Recently, I was called in to review the design for a major piece of functionality in a soon-to-be-shipping product. What began as an inspection eventually grew into a complete rewrite. The most glaringly awful code dealt with storing key/value properties on disk. The code was so overgrown that we couldn’t even begin to consider replacing it for this release. The property code was on the periphery of my original assignment, but it’s sheer size compelled me to take a look.

The property code was amazing! It allowed for categories, so that different sets of properties were guaranteed not to collide. Property bags could be intelligently merged and combined. Each property was typed, with massive amounts of type checking and assertions galore. The properties themselves were persisted on disk using multiple file formats simultaneously. The writable version was stored using sqlite while the readonly version used a custom format complete with a lex/yacc parser.
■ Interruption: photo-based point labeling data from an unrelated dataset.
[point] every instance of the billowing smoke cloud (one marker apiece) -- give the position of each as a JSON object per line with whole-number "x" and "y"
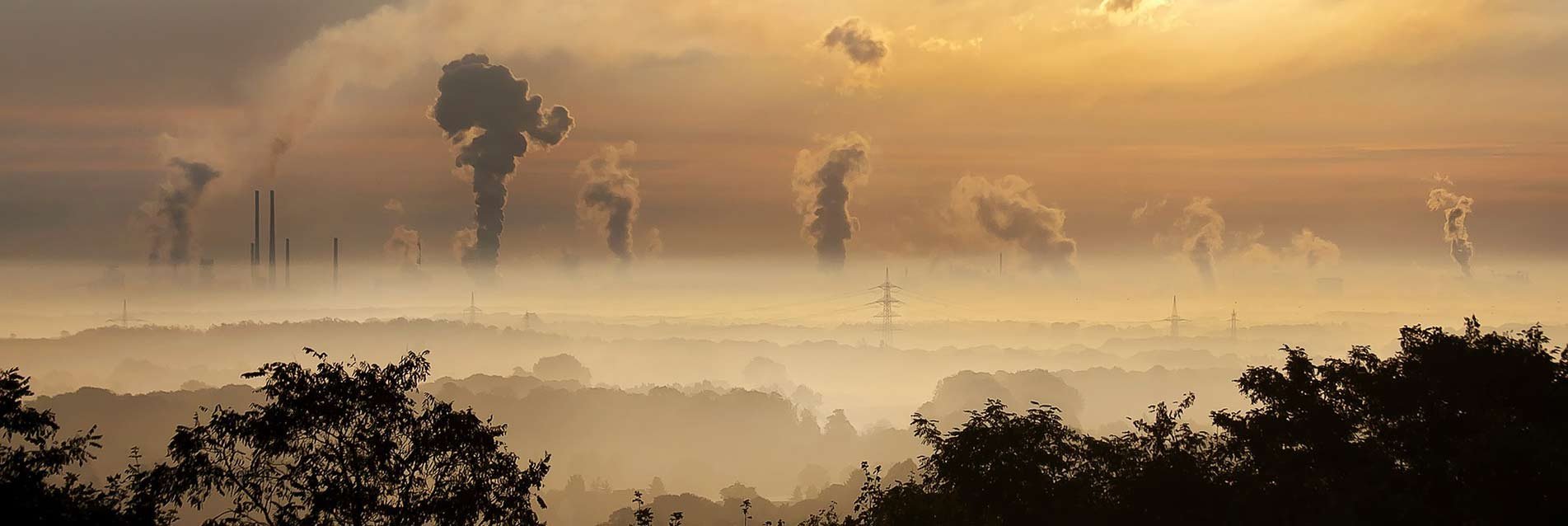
{"x": 491, "y": 118}
{"x": 173, "y": 211}
{"x": 1203, "y": 236}
{"x": 822, "y": 194}
{"x": 1010, "y": 211}
{"x": 404, "y": 247}
{"x": 1313, "y": 248}
{"x": 611, "y": 195}
{"x": 858, "y": 41}
{"x": 1455, "y": 209}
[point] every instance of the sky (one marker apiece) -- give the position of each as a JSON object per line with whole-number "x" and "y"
{"x": 1060, "y": 118}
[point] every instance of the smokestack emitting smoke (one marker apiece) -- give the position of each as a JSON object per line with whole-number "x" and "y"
{"x": 175, "y": 208}
{"x": 1009, "y": 211}
{"x": 272, "y": 237}
{"x": 858, "y": 43}
{"x": 1203, "y": 236}
{"x": 1455, "y": 209}
{"x": 404, "y": 247}
{"x": 822, "y": 194}
{"x": 489, "y": 115}
{"x": 654, "y": 246}
{"x": 611, "y": 195}
{"x": 256, "y": 231}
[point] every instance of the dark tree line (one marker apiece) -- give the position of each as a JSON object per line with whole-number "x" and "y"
{"x": 1453, "y": 429}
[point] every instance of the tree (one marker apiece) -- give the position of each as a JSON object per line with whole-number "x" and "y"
{"x": 35, "y": 484}
{"x": 1449, "y": 429}
{"x": 352, "y": 444}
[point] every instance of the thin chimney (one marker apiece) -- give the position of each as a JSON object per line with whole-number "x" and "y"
{"x": 256, "y": 234}
{"x": 272, "y": 237}
{"x": 335, "y": 264}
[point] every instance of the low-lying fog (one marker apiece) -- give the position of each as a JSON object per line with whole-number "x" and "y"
{"x": 711, "y": 373}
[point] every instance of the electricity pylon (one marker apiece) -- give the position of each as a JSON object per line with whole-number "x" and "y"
{"x": 887, "y": 302}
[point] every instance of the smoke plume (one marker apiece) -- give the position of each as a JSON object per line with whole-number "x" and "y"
{"x": 175, "y": 208}
{"x": 404, "y": 247}
{"x": 611, "y": 195}
{"x": 1313, "y": 248}
{"x": 491, "y": 118}
{"x": 656, "y": 244}
{"x": 858, "y": 43}
{"x": 822, "y": 194}
{"x": 1009, "y": 211}
{"x": 1455, "y": 209}
{"x": 1203, "y": 236}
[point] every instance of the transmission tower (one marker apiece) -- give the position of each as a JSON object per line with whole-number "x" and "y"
{"x": 1233, "y": 324}
{"x": 1175, "y": 321}
{"x": 888, "y": 303}
{"x": 474, "y": 310}
{"x": 124, "y": 316}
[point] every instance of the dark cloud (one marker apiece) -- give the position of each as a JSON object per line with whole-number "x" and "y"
{"x": 858, "y": 41}
{"x": 493, "y": 120}
{"x": 611, "y": 195}
{"x": 822, "y": 194}
{"x": 1009, "y": 211}
{"x": 1455, "y": 209}
{"x": 173, "y": 211}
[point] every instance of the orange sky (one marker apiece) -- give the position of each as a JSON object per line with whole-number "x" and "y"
{"x": 1297, "y": 114}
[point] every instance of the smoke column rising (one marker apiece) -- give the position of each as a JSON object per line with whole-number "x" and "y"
{"x": 1009, "y": 211}
{"x": 491, "y": 118}
{"x": 173, "y": 211}
{"x": 1203, "y": 236}
{"x": 1455, "y": 209}
{"x": 822, "y": 194}
{"x": 611, "y": 195}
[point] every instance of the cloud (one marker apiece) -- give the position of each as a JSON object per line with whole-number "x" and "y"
{"x": 858, "y": 41}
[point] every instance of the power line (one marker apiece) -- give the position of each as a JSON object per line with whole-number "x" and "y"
{"x": 888, "y": 303}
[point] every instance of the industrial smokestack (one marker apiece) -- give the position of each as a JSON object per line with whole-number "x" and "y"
{"x": 173, "y": 211}
{"x": 1009, "y": 211}
{"x": 272, "y": 237}
{"x": 611, "y": 195}
{"x": 1455, "y": 209}
{"x": 256, "y": 234}
{"x": 822, "y": 184}
{"x": 493, "y": 120}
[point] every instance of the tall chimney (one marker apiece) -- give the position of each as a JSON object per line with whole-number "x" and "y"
{"x": 256, "y": 236}
{"x": 272, "y": 237}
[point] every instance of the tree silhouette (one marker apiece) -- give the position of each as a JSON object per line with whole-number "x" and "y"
{"x": 1449, "y": 429}
{"x": 352, "y": 444}
{"x": 35, "y": 484}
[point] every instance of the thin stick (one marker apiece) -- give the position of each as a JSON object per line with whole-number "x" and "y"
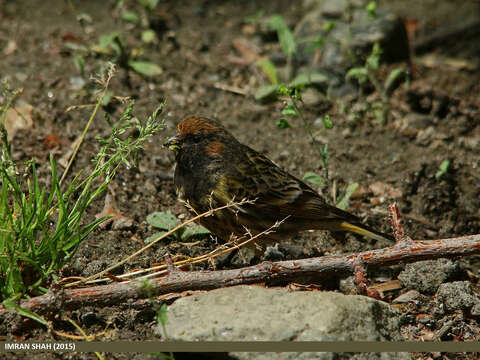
{"x": 121, "y": 262}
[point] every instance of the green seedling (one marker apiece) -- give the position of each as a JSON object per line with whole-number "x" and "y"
{"x": 42, "y": 226}
{"x": 344, "y": 199}
{"x": 113, "y": 45}
{"x": 165, "y": 221}
{"x": 371, "y": 8}
{"x": 367, "y": 73}
{"x": 162, "y": 318}
{"x": 442, "y": 169}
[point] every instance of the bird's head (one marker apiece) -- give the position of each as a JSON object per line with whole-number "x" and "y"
{"x": 198, "y": 134}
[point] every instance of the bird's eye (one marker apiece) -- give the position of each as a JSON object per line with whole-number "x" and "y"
{"x": 196, "y": 139}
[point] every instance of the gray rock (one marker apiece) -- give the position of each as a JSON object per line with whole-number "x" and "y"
{"x": 353, "y": 33}
{"x": 407, "y": 297}
{"x": 426, "y": 276}
{"x": 253, "y": 313}
{"x": 418, "y": 121}
{"x": 457, "y": 295}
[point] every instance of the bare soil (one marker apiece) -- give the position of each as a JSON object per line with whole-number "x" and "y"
{"x": 434, "y": 118}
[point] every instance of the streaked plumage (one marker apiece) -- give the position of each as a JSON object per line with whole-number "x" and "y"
{"x": 214, "y": 169}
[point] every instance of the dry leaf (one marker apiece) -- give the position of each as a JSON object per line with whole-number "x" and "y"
{"x": 10, "y": 48}
{"x": 18, "y": 118}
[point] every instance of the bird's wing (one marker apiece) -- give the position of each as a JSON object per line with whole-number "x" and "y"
{"x": 275, "y": 192}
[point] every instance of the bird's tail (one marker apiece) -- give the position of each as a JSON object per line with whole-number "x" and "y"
{"x": 361, "y": 230}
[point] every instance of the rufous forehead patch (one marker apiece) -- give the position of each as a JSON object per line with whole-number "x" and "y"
{"x": 197, "y": 125}
{"x": 214, "y": 148}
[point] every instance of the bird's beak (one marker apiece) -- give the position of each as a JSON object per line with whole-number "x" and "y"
{"x": 173, "y": 144}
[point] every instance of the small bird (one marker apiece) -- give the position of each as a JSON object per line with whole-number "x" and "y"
{"x": 214, "y": 169}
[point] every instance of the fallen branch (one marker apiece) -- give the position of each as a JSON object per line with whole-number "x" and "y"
{"x": 266, "y": 272}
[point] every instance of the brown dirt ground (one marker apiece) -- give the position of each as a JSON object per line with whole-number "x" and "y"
{"x": 194, "y": 43}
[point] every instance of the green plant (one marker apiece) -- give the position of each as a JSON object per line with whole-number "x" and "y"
{"x": 162, "y": 318}
{"x": 293, "y": 108}
{"x": 367, "y": 73}
{"x": 289, "y": 47}
{"x": 165, "y": 221}
{"x": 41, "y": 227}
{"x": 114, "y": 46}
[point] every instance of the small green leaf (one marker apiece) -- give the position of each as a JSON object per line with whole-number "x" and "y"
{"x": 442, "y": 169}
{"x": 149, "y": 36}
{"x": 154, "y": 237}
{"x": 14, "y": 307}
{"x": 266, "y": 93}
{"x": 289, "y": 110}
{"x": 163, "y": 220}
{"x": 309, "y": 79}
{"x": 149, "y": 4}
{"x": 255, "y": 17}
{"x": 194, "y": 230}
{"x": 359, "y": 73}
{"x": 372, "y": 9}
{"x": 393, "y": 77}
{"x": 269, "y": 69}
{"x": 107, "y": 44}
{"x": 130, "y": 16}
{"x": 344, "y": 199}
{"x": 313, "y": 178}
{"x": 327, "y": 122}
{"x": 373, "y": 60}
{"x": 145, "y": 68}
{"x": 283, "y": 124}
{"x": 282, "y": 90}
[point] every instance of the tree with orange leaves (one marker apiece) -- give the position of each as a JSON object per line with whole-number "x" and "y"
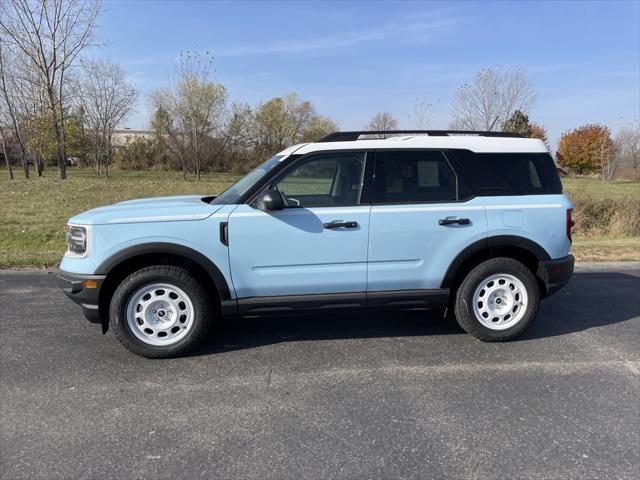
{"x": 587, "y": 149}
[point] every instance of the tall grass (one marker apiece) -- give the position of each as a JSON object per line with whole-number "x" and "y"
{"x": 611, "y": 217}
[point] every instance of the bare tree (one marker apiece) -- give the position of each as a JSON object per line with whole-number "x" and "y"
{"x": 11, "y": 107}
{"x": 628, "y": 146}
{"x": 382, "y": 122}
{"x": 49, "y": 35}
{"x": 5, "y": 150}
{"x": 106, "y": 98}
{"x": 491, "y": 99}
{"x": 422, "y": 114}
{"x": 191, "y": 110}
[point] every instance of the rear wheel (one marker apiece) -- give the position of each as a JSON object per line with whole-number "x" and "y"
{"x": 497, "y": 300}
{"x": 160, "y": 311}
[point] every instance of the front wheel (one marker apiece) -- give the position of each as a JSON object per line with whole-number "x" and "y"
{"x": 160, "y": 311}
{"x": 497, "y": 300}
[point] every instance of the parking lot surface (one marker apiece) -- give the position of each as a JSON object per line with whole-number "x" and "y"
{"x": 384, "y": 395}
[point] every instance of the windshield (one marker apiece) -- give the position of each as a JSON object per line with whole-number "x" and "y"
{"x": 232, "y": 194}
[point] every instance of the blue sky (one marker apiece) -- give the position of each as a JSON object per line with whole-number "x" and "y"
{"x": 353, "y": 59}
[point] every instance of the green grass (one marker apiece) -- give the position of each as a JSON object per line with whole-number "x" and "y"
{"x": 597, "y": 188}
{"x": 33, "y": 214}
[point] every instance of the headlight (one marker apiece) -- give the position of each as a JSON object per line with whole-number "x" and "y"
{"x": 77, "y": 240}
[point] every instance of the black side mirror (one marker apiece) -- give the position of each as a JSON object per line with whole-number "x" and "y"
{"x": 270, "y": 200}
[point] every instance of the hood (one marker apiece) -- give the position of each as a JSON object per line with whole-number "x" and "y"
{"x": 145, "y": 210}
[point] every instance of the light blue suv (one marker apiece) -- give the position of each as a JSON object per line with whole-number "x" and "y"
{"x": 474, "y": 223}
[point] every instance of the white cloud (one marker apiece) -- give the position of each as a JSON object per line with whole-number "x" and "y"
{"x": 417, "y": 30}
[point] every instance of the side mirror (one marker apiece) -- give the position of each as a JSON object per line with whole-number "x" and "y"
{"x": 270, "y": 200}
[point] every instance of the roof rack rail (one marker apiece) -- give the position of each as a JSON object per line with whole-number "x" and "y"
{"x": 354, "y": 135}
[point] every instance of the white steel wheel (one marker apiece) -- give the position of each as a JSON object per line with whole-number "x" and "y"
{"x": 500, "y": 301}
{"x": 160, "y": 314}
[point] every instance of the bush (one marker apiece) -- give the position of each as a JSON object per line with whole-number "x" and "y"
{"x": 615, "y": 217}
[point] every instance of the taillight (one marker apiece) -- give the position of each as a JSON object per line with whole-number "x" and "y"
{"x": 570, "y": 223}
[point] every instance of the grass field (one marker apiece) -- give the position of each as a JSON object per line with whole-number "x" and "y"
{"x": 33, "y": 214}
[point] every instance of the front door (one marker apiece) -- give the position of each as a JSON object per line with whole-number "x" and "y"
{"x": 317, "y": 244}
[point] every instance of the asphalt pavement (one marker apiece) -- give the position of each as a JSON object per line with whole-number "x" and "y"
{"x": 385, "y": 395}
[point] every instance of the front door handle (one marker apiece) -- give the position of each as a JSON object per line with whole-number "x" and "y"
{"x": 454, "y": 220}
{"x": 341, "y": 225}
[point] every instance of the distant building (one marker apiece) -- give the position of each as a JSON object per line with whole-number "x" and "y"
{"x": 123, "y": 137}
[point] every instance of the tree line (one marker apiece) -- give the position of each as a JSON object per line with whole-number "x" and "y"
{"x": 57, "y": 104}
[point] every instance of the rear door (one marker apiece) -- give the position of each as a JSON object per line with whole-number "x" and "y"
{"x": 419, "y": 220}
{"x": 317, "y": 244}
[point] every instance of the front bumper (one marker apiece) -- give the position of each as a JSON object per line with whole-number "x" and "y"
{"x": 555, "y": 274}
{"x": 85, "y": 291}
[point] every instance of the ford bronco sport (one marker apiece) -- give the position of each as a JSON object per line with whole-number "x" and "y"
{"x": 474, "y": 223}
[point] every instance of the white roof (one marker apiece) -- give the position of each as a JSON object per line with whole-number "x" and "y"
{"x": 475, "y": 143}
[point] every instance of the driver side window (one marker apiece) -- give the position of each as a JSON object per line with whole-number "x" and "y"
{"x": 324, "y": 181}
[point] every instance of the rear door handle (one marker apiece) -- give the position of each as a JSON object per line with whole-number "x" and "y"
{"x": 341, "y": 225}
{"x": 454, "y": 220}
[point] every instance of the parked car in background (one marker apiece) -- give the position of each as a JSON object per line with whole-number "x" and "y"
{"x": 474, "y": 223}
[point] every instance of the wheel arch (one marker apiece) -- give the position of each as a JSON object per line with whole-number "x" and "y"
{"x": 124, "y": 262}
{"x": 519, "y": 248}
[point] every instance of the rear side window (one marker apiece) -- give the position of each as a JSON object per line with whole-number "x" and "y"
{"x": 495, "y": 174}
{"x": 413, "y": 176}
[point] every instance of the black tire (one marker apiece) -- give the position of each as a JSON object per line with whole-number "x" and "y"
{"x": 464, "y": 312}
{"x": 203, "y": 310}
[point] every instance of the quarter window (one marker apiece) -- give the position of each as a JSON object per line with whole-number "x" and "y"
{"x": 323, "y": 181}
{"x": 495, "y": 174}
{"x": 413, "y": 176}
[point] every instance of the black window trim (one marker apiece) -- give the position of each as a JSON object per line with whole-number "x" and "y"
{"x": 455, "y": 168}
{"x": 290, "y": 165}
{"x": 465, "y": 176}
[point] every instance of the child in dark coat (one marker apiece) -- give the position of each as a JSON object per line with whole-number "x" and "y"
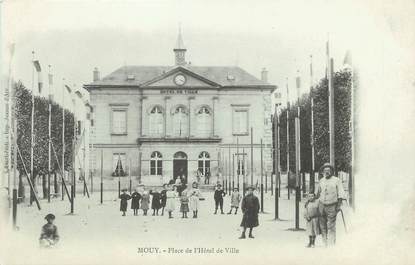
{"x": 184, "y": 206}
{"x": 124, "y": 201}
{"x": 219, "y": 194}
{"x": 49, "y": 236}
{"x": 135, "y": 201}
{"x": 155, "y": 201}
{"x": 311, "y": 215}
{"x": 163, "y": 199}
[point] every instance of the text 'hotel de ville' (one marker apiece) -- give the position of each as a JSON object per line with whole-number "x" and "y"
{"x": 162, "y": 122}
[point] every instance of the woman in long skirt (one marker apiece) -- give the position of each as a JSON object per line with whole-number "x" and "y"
{"x": 155, "y": 201}
{"x": 145, "y": 202}
{"x": 194, "y": 199}
{"x": 124, "y": 201}
{"x": 184, "y": 206}
{"x": 163, "y": 199}
{"x": 171, "y": 196}
{"x": 135, "y": 201}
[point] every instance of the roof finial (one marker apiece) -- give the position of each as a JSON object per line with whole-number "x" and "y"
{"x": 180, "y": 43}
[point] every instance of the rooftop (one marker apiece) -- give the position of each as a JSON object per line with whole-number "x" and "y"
{"x": 138, "y": 75}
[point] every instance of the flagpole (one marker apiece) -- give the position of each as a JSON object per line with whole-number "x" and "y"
{"x": 11, "y": 98}
{"x": 238, "y": 171}
{"x": 63, "y": 134}
{"x": 32, "y": 125}
{"x": 288, "y": 141}
{"x": 312, "y": 177}
{"x": 74, "y": 146}
{"x": 49, "y": 132}
{"x": 331, "y": 105}
{"x": 298, "y": 83}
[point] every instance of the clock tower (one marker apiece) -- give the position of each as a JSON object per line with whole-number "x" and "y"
{"x": 180, "y": 50}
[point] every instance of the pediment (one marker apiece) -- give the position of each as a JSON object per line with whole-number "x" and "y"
{"x": 181, "y": 77}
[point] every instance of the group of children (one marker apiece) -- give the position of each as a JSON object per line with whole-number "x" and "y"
{"x": 164, "y": 200}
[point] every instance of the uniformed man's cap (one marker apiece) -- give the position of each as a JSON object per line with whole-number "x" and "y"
{"x": 327, "y": 165}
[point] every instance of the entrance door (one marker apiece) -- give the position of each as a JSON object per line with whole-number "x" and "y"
{"x": 180, "y": 165}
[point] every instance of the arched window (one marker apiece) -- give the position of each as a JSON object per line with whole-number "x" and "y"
{"x": 204, "y": 163}
{"x": 156, "y": 121}
{"x": 156, "y": 164}
{"x": 180, "y": 122}
{"x": 203, "y": 122}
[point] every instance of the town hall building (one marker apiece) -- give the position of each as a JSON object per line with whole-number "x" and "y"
{"x": 161, "y": 122}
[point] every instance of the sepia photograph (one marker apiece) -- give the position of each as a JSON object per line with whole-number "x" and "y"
{"x": 207, "y": 132}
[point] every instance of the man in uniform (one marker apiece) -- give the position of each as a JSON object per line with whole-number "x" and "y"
{"x": 330, "y": 193}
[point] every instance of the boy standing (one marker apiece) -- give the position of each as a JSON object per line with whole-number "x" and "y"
{"x": 49, "y": 236}
{"x": 219, "y": 194}
{"x": 235, "y": 200}
{"x": 311, "y": 215}
{"x": 124, "y": 201}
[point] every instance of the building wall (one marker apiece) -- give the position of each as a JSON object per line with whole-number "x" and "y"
{"x": 221, "y": 102}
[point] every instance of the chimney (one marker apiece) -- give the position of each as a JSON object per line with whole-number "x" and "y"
{"x": 96, "y": 74}
{"x": 264, "y": 75}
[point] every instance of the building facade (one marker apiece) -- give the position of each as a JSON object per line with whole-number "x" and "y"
{"x": 161, "y": 122}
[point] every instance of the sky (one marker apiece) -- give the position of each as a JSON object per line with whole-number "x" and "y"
{"x": 76, "y": 36}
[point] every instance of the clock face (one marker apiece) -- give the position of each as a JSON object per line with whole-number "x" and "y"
{"x": 179, "y": 79}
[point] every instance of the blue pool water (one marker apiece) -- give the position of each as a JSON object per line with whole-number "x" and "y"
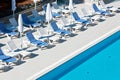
{"x": 100, "y": 62}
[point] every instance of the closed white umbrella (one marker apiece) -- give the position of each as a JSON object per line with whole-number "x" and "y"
{"x": 70, "y": 5}
{"x": 48, "y": 15}
{"x": 35, "y": 1}
{"x": 13, "y": 6}
{"x": 20, "y": 27}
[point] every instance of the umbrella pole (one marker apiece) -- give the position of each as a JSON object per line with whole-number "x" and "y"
{"x": 21, "y": 40}
{"x": 35, "y": 6}
{"x": 48, "y": 27}
{"x": 13, "y": 13}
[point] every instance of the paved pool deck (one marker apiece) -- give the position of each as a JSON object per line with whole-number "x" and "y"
{"x": 48, "y": 59}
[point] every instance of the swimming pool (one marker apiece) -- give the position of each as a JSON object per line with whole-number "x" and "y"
{"x": 100, "y": 62}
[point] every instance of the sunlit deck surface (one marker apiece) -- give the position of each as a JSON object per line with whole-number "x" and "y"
{"x": 48, "y": 59}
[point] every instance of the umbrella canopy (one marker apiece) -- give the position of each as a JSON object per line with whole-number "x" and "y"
{"x": 20, "y": 23}
{"x": 13, "y": 6}
{"x": 70, "y": 5}
{"x": 48, "y": 13}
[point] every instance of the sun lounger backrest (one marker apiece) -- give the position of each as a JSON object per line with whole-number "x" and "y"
{"x": 75, "y": 15}
{"x": 42, "y": 31}
{"x": 54, "y": 26}
{"x": 3, "y": 29}
{"x": 13, "y": 21}
{"x": 11, "y": 45}
{"x": 35, "y": 13}
{"x": 102, "y": 3}
{"x": 30, "y": 36}
{"x": 26, "y": 19}
{"x": 84, "y": 11}
{"x": 95, "y": 7}
{"x": 64, "y": 21}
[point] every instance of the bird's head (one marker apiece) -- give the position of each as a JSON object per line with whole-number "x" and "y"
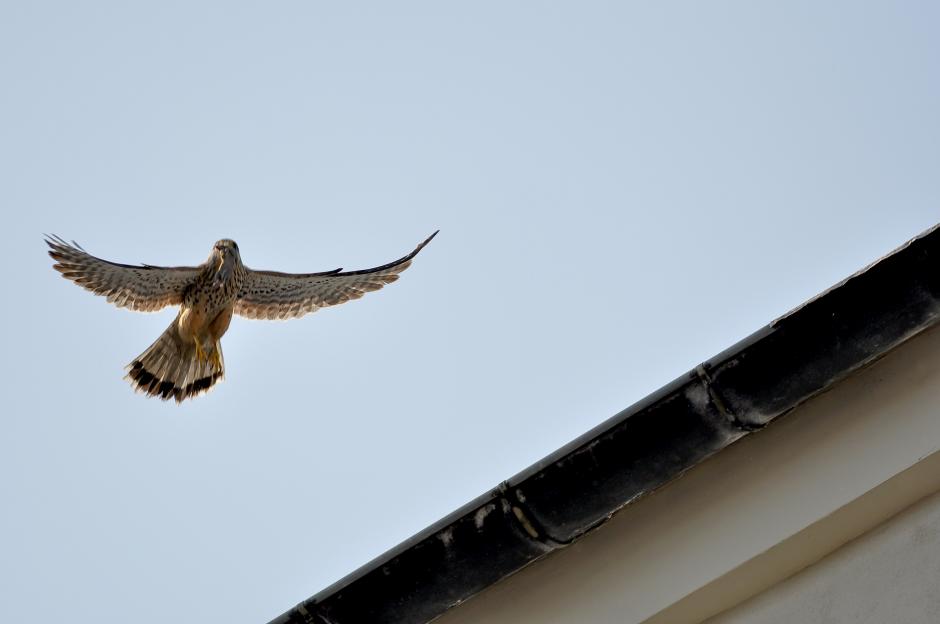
{"x": 225, "y": 258}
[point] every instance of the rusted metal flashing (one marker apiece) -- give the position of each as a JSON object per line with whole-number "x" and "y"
{"x": 578, "y": 487}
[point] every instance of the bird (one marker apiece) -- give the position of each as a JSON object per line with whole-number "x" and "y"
{"x": 186, "y": 360}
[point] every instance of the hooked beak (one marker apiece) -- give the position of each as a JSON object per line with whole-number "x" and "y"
{"x": 223, "y": 271}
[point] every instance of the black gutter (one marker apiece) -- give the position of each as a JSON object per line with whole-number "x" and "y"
{"x": 577, "y": 488}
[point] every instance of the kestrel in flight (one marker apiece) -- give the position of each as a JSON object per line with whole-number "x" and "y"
{"x": 186, "y": 360}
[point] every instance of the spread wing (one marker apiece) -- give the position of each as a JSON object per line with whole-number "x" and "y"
{"x": 142, "y": 288}
{"x": 272, "y": 295}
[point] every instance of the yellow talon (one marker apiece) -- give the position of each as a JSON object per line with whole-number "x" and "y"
{"x": 200, "y": 354}
{"x": 217, "y": 359}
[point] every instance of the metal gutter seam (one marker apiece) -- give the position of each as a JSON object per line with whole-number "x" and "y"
{"x": 580, "y": 486}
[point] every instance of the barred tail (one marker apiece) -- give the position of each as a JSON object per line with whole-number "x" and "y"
{"x": 170, "y": 368}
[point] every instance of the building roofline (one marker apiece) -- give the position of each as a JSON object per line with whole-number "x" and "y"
{"x": 580, "y": 486}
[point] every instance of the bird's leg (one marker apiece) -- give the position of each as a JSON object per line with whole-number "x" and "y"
{"x": 200, "y": 354}
{"x": 216, "y": 358}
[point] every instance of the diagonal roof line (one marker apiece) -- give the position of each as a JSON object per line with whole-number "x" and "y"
{"x": 578, "y": 487}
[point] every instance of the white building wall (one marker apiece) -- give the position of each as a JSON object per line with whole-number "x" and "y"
{"x": 763, "y": 509}
{"x": 889, "y": 575}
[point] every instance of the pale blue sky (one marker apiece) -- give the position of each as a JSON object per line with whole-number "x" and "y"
{"x": 623, "y": 190}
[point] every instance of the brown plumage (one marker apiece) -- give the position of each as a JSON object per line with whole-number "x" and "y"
{"x": 186, "y": 360}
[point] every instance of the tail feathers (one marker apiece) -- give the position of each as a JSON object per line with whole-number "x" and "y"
{"x": 169, "y": 368}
The implementation was 6,000 lines of code scattered across a dozen files. Nobody wanted to change the code because it was so inscrutable. Most of the features had never been tested. The property code was a ticking time bomb, but it was too late to make any changes for the current release.

It’s Just a Hashtable

This mess could easily be replaced with a string to string hashtable. Hashtables are simple to implement, use, and test, even in a washed up language like C. Hashtables can easily be persisted to text, XML, URL query strings, RPC calls, and databases. Just to be clear:

  • Instead of schema checking, use plain old strings. Convert the values to the appropriate type as necessary.
  • To merge hashtables, add a putAll() method that adds one hashtable to another.
  • To avoid collisions, prepend a category string to each key. You can put the prefix functionality into a subclass.
  • Add read/write methods to persist your hashtable.

This situation would be comical if I hadn’t seen it so often at so many different companies. People inevitably seem to think that hashtables aren’t efficient or type safe enough for their specific needs. I’ve implemented nearly identical hashtable wrappers in C, C++, Java, Ruby, Perl, and Python. I’ve run it on Linux and Windows, on ARM, MIPS, and x86. I feel a warm sense of security each time I write those familiar lines because IT’S JUST A HASHTABLE.

Be Lazy

The lazy programmer uses hashtables wherever possible. If you think you can do better than a hashtable, think twice. If you think you need type safety for property files, please reconsider. If you think hashtables take too much memory or are too slow, you’re probably wrong.

Be lazy and use hashtables. You can always churn out those 6,000 lines later if the need arises.

One comment to “Laziness Part Two : The 6,000 Line Hashtable”

  1. Comment by Ken:

    Oh sure–keep kicking C–”washed up”? What is Ruby written in? I’m pretty sure it’s not Java, Perl, or Python.